1010data Makes Big Splash with Big Data
The NYSE uses 1010data as the back-end driver for NYXdata, a customer-facing site that gives subscribers access to historic NYSE data
There’s been an explosion in the number and variety of Big Fast Data solutions, starting with data warehouse (DW) appliances — such as Netezza Inc., the former DATAllegro Corp., and Dataupia Inc. — continuing with quasi-appliances (such as products from ParAccel Inc., Kognitio, and other vendors that market either software- or software-and-hardware-based offerings), and even encompassing unconventional software-only offerings, such as the “correlational” data store marketed by illuminate Inc.
It’s a teeming segment, and one in which new vendors are continually making splashes of their own.
Consider 1010data, a provider of high-performance analytics for Big Fast Data customers in the finance, retail, and pharmaceutical segments. The company isn’t by any means an unknown, but it certainly made a big splash last month when it announced the expansion of a relationship that it first notched — six-and-a-half years ago, according to company officials — with the New York Stock Exchange. 1010data’s columnar database back-end — which is available in either software-as-a-service (SaaS) and on-premises (as a “managed service”) flavors — powers an NYSE warehouse that adds about 750 million new records daily. The NYSE today exposes several revenue-generating services based on its 1010data innards — including both raw data feeds and Web-based applications. What’s more, it uses 1010data as the back-end power plant for its NYXdata Web site, a customer-facing site that gives subscribers access to historic NYSE data.
In the NYSE’s case, says David Frankel, a vice-president at 1010data, it’s a question of facilitating fast access to an enormous (even mind-boggling) amount of historical data. 1010data, which was founded eight years ago, has been working with the NYSE since about 2001, and launched a production version of its SaaS offering — which consists of Tenbase, a columnar database backend, and 1010Vision, its ad hoc query and analysis front-end tool — six years ago.
“We started off with a small project [with the NYSE] and have been continually growing from there to where we are today.

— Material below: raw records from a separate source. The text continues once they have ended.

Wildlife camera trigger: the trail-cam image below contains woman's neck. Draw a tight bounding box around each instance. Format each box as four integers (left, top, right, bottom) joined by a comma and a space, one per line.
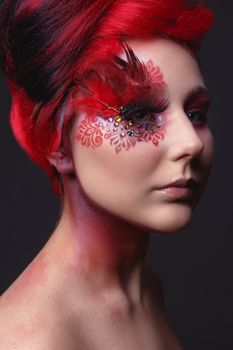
46, 180, 149, 303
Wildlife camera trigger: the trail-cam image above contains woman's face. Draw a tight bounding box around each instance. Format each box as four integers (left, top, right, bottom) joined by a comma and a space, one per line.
68, 38, 214, 232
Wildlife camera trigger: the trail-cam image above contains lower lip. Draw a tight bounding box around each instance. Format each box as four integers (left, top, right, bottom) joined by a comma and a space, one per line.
156, 187, 194, 199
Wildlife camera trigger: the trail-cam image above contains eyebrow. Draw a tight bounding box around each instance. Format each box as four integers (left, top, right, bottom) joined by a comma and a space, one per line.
184, 86, 211, 107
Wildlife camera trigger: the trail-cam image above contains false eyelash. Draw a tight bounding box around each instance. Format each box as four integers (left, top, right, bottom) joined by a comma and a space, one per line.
120, 98, 168, 120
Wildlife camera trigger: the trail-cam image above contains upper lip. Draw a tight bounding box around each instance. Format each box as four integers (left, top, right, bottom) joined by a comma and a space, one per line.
157, 177, 198, 189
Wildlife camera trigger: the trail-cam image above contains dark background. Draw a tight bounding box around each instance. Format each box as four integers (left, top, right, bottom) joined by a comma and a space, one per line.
0, 0, 233, 350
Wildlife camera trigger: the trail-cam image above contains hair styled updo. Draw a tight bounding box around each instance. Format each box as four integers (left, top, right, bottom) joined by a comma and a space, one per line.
0, 0, 213, 194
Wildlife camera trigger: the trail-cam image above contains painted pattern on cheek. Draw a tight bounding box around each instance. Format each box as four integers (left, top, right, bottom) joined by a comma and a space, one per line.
77, 111, 164, 153
74, 44, 168, 153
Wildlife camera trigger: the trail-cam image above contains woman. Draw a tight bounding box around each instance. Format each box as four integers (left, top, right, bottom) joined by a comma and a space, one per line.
0, 0, 213, 350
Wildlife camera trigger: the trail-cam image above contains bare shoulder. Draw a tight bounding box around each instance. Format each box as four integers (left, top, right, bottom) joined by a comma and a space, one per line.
144, 265, 165, 310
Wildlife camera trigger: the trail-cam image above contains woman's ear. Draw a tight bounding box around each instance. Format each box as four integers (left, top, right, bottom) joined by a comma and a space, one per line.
47, 135, 74, 175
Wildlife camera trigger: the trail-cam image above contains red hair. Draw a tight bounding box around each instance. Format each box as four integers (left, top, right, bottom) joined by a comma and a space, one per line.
0, 0, 213, 194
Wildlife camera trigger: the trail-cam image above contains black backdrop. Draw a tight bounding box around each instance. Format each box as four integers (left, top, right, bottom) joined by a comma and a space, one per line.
0, 0, 233, 350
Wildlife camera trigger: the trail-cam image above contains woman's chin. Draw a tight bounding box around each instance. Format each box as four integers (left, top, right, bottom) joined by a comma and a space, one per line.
133, 205, 192, 233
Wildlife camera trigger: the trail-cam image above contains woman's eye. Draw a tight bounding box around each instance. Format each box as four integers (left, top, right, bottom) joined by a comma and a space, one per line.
187, 110, 208, 124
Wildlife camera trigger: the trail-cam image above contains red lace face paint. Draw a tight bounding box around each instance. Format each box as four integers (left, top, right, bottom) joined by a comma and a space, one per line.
74, 43, 168, 153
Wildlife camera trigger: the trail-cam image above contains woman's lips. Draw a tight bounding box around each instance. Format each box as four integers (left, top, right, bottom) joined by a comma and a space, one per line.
155, 178, 198, 199
156, 186, 195, 199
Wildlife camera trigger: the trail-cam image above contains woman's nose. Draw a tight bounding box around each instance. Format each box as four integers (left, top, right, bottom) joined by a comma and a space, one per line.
168, 111, 204, 160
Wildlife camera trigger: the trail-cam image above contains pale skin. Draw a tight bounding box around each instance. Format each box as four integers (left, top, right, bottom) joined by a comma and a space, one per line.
0, 38, 214, 350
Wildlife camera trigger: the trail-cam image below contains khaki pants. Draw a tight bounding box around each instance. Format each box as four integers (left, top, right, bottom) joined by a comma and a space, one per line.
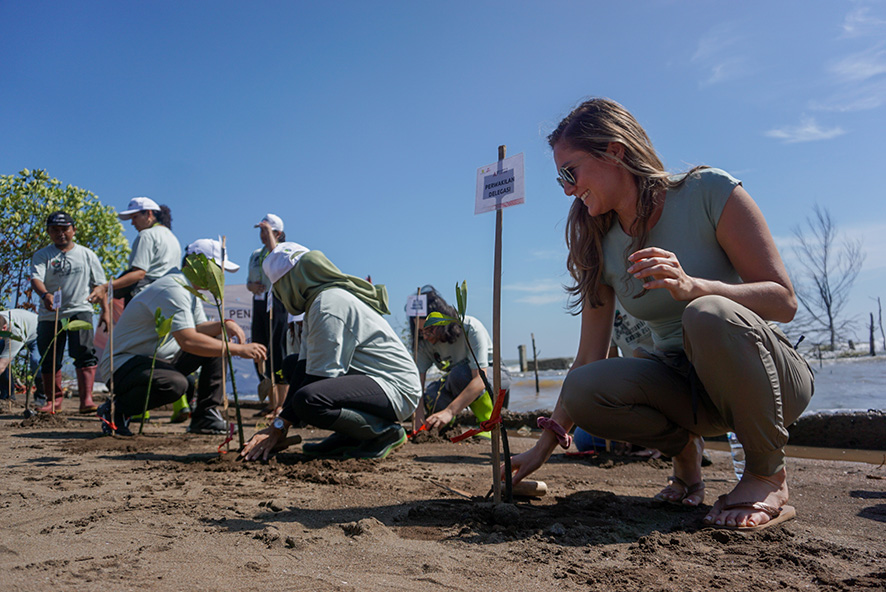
560, 296, 814, 475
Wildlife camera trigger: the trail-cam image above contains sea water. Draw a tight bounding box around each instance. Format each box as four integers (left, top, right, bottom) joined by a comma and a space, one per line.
509, 354, 886, 413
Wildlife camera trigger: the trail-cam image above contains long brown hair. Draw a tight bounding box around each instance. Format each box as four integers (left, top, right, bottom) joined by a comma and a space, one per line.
548, 98, 703, 315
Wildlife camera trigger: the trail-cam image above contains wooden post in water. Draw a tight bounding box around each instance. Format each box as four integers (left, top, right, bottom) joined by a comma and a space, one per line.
530, 333, 541, 397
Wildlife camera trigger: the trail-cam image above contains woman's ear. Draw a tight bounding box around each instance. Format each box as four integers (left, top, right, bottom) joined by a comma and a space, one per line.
606, 142, 625, 160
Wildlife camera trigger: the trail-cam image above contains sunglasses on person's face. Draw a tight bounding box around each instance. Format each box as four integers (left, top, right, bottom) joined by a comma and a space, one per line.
557, 166, 575, 189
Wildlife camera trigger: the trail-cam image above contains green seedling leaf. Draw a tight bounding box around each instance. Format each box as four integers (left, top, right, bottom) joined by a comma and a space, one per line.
0, 331, 22, 341
182, 254, 206, 286
182, 253, 225, 300
425, 312, 458, 327
455, 280, 468, 319
62, 319, 92, 331
178, 280, 209, 302
157, 317, 172, 337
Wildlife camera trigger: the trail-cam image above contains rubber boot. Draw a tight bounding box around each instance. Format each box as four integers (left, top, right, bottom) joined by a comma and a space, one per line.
330, 409, 406, 458
468, 391, 493, 439
169, 394, 191, 423
77, 366, 98, 413
37, 370, 65, 413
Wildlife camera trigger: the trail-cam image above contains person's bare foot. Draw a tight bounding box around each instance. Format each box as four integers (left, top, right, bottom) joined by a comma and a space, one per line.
653, 434, 704, 506
704, 469, 788, 527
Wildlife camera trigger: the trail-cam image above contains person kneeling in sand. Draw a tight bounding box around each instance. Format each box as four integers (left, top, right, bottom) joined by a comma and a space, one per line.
511, 99, 813, 530
409, 285, 511, 430
241, 243, 421, 460
98, 239, 267, 436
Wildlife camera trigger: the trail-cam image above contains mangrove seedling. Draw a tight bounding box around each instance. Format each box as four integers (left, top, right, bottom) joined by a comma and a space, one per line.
138, 306, 175, 436
182, 253, 246, 449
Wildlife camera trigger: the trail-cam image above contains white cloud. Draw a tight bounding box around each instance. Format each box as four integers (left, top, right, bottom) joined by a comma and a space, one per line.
842, 6, 886, 37
765, 117, 846, 144
502, 280, 566, 305
529, 249, 566, 261
773, 222, 886, 273
827, 43, 886, 82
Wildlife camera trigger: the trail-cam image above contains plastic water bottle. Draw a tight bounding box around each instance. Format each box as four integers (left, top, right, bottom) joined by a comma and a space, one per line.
726, 432, 744, 481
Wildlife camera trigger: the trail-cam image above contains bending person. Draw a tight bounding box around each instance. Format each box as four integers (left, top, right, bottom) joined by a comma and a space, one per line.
241, 243, 421, 460
31, 212, 108, 413
512, 99, 813, 528
98, 239, 266, 436
409, 286, 511, 430
96, 197, 182, 304
96, 197, 191, 423
246, 214, 288, 418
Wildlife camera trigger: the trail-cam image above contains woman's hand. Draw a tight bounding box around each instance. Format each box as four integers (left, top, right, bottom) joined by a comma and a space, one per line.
501, 440, 557, 484
425, 409, 453, 430
240, 428, 283, 460
627, 247, 701, 300
228, 343, 268, 362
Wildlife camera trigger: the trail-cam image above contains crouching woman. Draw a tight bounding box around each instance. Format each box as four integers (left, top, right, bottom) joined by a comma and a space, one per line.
241, 243, 421, 460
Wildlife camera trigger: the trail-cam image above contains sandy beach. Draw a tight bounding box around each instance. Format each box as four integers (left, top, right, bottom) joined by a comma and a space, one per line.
0, 401, 886, 592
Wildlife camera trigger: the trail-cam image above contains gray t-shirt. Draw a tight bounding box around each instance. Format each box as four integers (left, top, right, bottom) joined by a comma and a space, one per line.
129, 224, 182, 281
31, 244, 107, 321
299, 288, 421, 421
603, 169, 742, 351
0, 308, 37, 358
99, 271, 207, 380
417, 315, 493, 374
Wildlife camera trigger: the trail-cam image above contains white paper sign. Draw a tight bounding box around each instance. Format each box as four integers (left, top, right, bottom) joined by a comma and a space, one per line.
474, 152, 526, 214
406, 294, 428, 317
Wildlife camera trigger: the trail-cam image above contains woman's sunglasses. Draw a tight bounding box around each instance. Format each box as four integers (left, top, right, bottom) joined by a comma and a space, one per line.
557, 167, 575, 189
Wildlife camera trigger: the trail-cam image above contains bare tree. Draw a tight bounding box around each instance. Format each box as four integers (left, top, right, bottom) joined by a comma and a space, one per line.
793, 204, 864, 350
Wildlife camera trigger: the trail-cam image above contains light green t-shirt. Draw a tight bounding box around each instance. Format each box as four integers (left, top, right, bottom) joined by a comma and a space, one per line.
99, 271, 207, 380
417, 315, 493, 374
31, 244, 107, 321
299, 288, 421, 421
246, 246, 271, 293
129, 224, 182, 281
0, 308, 37, 358
611, 303, 655, 358
603, 169, 742, 351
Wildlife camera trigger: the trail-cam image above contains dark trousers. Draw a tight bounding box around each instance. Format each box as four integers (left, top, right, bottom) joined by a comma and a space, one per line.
280, 374, 397, 430
114, 352, 225, 417
37, 312, 98, 374
251, 298, 289, 384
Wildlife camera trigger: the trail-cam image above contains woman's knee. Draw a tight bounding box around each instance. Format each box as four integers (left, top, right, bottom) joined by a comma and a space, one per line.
560, 362, 608, 429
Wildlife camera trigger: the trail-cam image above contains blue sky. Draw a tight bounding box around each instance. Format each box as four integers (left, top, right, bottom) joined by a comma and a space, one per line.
0, 0, 886, 359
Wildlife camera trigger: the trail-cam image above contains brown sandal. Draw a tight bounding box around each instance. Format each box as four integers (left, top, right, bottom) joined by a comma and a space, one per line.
708, 495, 797, 532
652, 475, 704, 508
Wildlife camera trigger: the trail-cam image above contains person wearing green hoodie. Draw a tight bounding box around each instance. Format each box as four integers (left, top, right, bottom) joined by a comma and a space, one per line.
241, 243, 421, 460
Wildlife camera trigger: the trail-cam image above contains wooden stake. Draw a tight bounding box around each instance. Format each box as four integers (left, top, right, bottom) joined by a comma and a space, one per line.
489, 146, 508, 503
50, 293, 64, 414
219, 236, 231, 418
412, 288, 421, 360
105, 280, 117, 431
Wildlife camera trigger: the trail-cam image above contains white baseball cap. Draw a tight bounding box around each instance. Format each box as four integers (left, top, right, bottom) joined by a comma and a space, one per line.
261, 243, 310, 284
185, 238, 240, 271
255, 214, 283, 232
117, 197, 160, 220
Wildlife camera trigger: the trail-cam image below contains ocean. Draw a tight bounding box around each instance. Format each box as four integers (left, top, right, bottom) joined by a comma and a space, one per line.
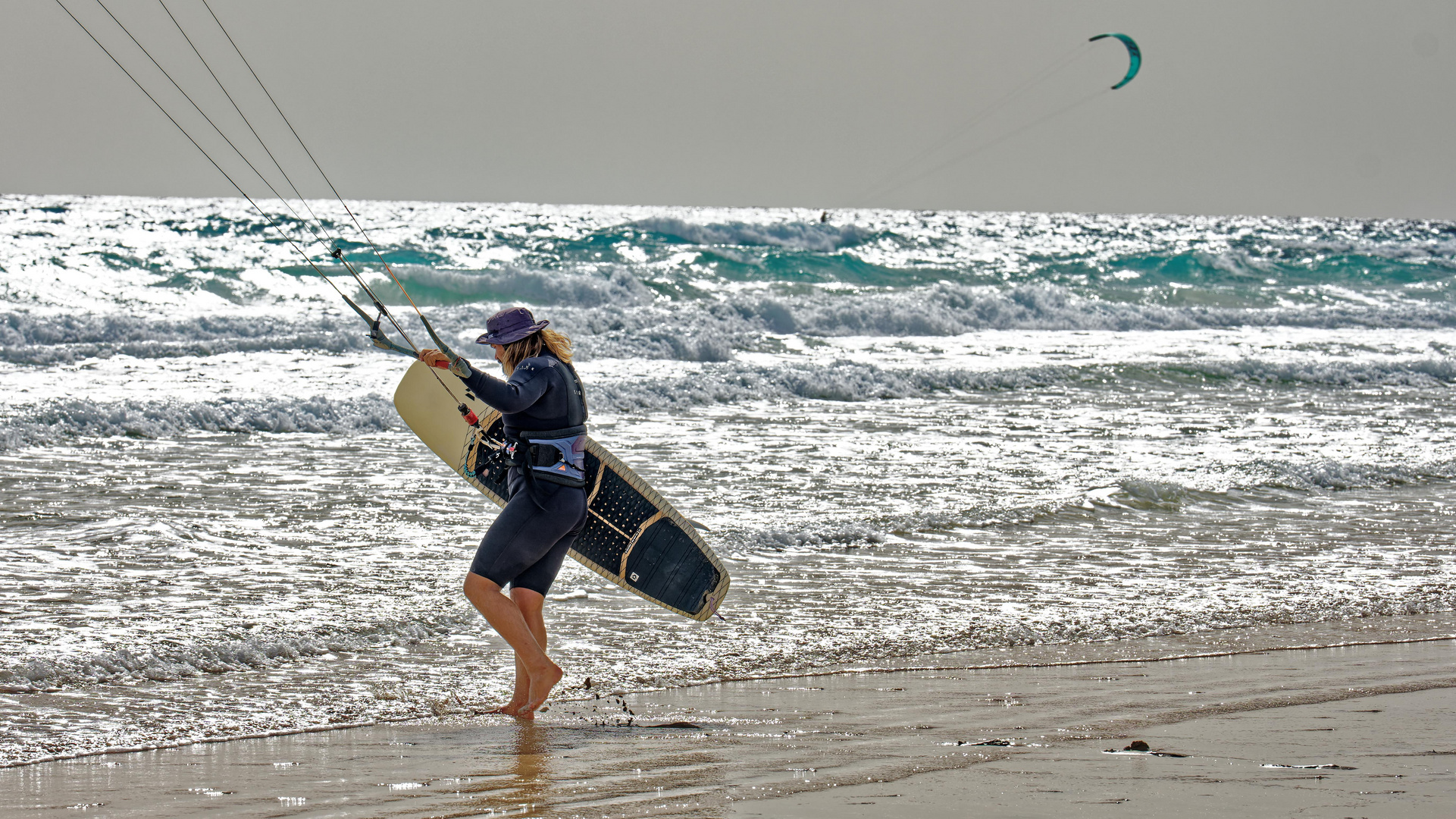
0, 196, 1456, 765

It [1010data's technology] was not purpose-built for the New York Stock Exchange. It was purpose-built for large scale data sets of the sort that the NYSE does have, but was not purpose-built for the NYSE in particular,” Frankel says.
“From our inception, we’ve been delivering this [SaaS] model, and we’ve had a full-featured Web client application [on the front-end] for analysis, so we were probably a little ahead of the curve,” he continues. It’s a Big Fast Data curve that Frankel feels is trending 1010data’s way: “Nowadays, with the acceptance of new data warehousing technologies in general, and … a lot more buzz about accepting software-as-a-service — these are two fundamental shifts in the industry that have worked to our advantage.”